Brain processes in chronic back pain
Using painful electric stimulation of the skin at the back or at the finger of CBP patients during a MEG recording, Flor et al. (1997) showed significant brain activation differences between CBP patients and healthy controls. Stimulation at the affected back but not at the finger led to a significantly higher magnetic field in the early time window (<100 ms) for CBP compared to controls. The signal strength in this time window and the duration of pain were positively correlated, suggesting increased cortical responsivity with increasing chronicity. The source of this early activity originated from SI and the localization of the fingers did not differ between patients and controls. However, the localization of the back was more inferior and medial in the patients. This indicates a shift and expansion toward the cortical representation of the leg (see Figure 6.2) suggesting that chronic pain leads to an expansion of the cortical representation zone related to nociceptive input, and that the amount of cortical reorganization increases with pain duration. This is similar to the expansions of cortical representations that have been documented to occur with other types of behaviourally relevant stimulation, but different from the changes that occur with deafferentation where the changes correlate with pain intensity rather than chronicity.

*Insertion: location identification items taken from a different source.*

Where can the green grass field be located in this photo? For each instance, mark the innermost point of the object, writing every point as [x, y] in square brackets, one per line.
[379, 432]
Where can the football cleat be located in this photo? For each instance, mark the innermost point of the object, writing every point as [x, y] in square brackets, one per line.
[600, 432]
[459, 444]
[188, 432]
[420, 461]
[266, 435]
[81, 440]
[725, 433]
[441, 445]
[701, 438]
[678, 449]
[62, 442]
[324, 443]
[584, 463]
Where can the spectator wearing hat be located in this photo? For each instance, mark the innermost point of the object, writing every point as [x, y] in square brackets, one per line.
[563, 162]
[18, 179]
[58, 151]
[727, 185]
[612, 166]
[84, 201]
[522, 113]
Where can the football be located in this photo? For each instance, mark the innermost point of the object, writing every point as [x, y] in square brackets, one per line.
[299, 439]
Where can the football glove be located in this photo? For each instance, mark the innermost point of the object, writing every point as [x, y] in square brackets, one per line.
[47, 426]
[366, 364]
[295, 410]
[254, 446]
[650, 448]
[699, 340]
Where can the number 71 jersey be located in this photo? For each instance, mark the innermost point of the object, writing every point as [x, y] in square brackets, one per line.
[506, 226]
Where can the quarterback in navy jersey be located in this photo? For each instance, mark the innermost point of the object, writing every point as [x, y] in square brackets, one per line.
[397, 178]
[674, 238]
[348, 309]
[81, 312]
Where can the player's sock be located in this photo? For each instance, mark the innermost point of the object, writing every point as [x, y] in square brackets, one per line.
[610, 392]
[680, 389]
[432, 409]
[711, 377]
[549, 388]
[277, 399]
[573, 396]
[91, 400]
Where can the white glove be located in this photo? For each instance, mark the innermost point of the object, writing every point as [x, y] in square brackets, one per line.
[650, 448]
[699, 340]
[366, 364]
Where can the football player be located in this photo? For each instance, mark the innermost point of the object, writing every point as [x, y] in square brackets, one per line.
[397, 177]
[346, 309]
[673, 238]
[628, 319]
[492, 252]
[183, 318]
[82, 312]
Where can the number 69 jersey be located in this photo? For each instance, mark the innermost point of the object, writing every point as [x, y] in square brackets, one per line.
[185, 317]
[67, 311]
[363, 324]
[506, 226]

Flor et al (2004) used painful and non-painful electric stimulation to the finger in CBP patients, patients with headache and controls. Only the CBP patients displayed significantly lower pain thresholds and tolerance as well as a reduced habituation, i.e. sensitization. Although the stimulation intensity for the three groups was different (i.e. lower in the CBP group), the CBP patients showed equally high levels of evoked brain responses as assessed by multichannel EEG recordings suggesting also central sensitization. A later study by Diers et al. (2007) expanded these results to intramuscular recordings and observed both higher pain ratings (perceptual sensitization) over the course of the stimulation in the CBP patients and also enhanced central nervous system processing as evidenced by an enhanced N80 component (see Figure 6.3).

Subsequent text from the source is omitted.